The GAA’s Central Council will be asked this weekend to consider a request to spike the four football league finals because of time pressure from an expanded championship programme.
o guarantee two weeks between the last regulation football league games on the last weekend in March and the commencement of the provincial football championships on the second weekend in April, the Central Competitions Control Committee (CCCC) have flagged their request in a note to counties ahead of Saturday’s meeting.
The potential for league finals to be scrapped to create more space on the calendar was floated last month by Connacht secretary John Prenty. The league hurling finals would however remain on the schedule, provisionally fixed for April 1/2 as the Munster and Leinster hurling round-robin championship do not get underway for another three weeks, April 22/23.
If the league finals are kept then some finalists could potentially be playing a provincial championship match a week later if they were involved in preliminary games in Leinster, Ulster or Connacht.
CCCC will again request a deviation of Rule 6.31 to allow for the All-Ireland football final to be played on the 31st weekend of the year, not the 30th weekend as the rule prescribes.
That would have the effect of extending the championship by one week with the final scheduled for Sunday July 30, according to the proposed draft.
If Central Council approves the proposals the new football championship format will see round-robin qualifiers for the Sam Maguire and Tailteann Cups played over three weekends, beginning on the second last weekend of May 18/19 for teams not involved in the provincial finals.
Those involved in the provincial football finals would play their first qualifier games a week later with round two taking place a week after that for all teams on June 3/4.
A two-week break would follow before the third round of round-robin games would be played with the second and third place play-offs taking place on June 24/25.
The All-Ireland football quarter-finals have been provisionally fixed for the first weekend of July 1/2.
The provincial football finals have been slated for two weekends in early May, the Connacht and Munster finals on May 6/7 and the Leinster and Ulster finals on May 13/14, two weeks earlier than this year. That gives the provinces six weeks to complete their programmes with the start earmarked for April 8/9.
In hurling there are some significant changes too. The Munster and Leinster hurling finals will both be played on the same Sunday afternoon, June 10/11, with the Leinster final likely to be given the late afternoon billing for this year.
That has a consequence for the Joe McDonagh Cup final, which is traditionally played now as a curtain-raiser to the Leinster hurling final.
But because the game requires live broadcast, it would clash with the Munster hurling final.
So the McDonagh Cup final has now been provisionally fixed for May 27/28, as a potential curtain-raiser to the All-Ireland U-20 hurling final. Traditionally the U-20 final has been played in Thurles but under this arrangement, Croke Park would be the more likely venue.
The other consequence is that McDonagh Cup finalists would then have a three-week break until they play a preliminary quarter-final in the MacCarthy Cup, not the one week afforded previously. McDonagh Cup teams have been consulted on this and the proposed arrangement would be on a trial basis.

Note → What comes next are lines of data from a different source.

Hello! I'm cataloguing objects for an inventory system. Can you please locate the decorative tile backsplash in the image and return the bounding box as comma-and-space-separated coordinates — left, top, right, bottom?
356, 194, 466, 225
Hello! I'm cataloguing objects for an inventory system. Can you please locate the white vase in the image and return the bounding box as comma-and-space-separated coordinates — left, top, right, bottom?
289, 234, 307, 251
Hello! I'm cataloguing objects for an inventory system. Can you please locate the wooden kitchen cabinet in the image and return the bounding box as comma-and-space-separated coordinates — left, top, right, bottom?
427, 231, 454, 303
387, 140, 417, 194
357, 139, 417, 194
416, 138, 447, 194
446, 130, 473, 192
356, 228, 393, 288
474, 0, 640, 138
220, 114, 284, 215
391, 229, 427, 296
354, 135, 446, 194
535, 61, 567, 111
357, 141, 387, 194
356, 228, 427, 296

There may also be changes to the hurling league schedule, with a three-week break after the first three rounds to avoid clashes with the Fitzgibbon Cup final, planned for February 18/19, and Congress on February 25/26.
In their notes to counties asking for discussion ahead of the weekend meeting, CCCC acknowledge this is “not ideal” and have requested that Congress be brought forward by one week “to minimise the number of games being played on the weekend of Annual Congress, and to ensure an even spread of rounds in the Allianz Hurling League.”
Inter-county teams will be cleared to return to collective training on November 24, if the draft plan is approved on Saturday, with allowance for a meeting/induction day in advance of that. That would allow for a nine-week pre-season ahead of the leagues which start on the last weekend of January though, in consultation with the Gaelic Players Association, it has been agreed to suspend training from December 23-27 inclusive and again on December 31. Challenge games will only be permitted from January 1 onwards.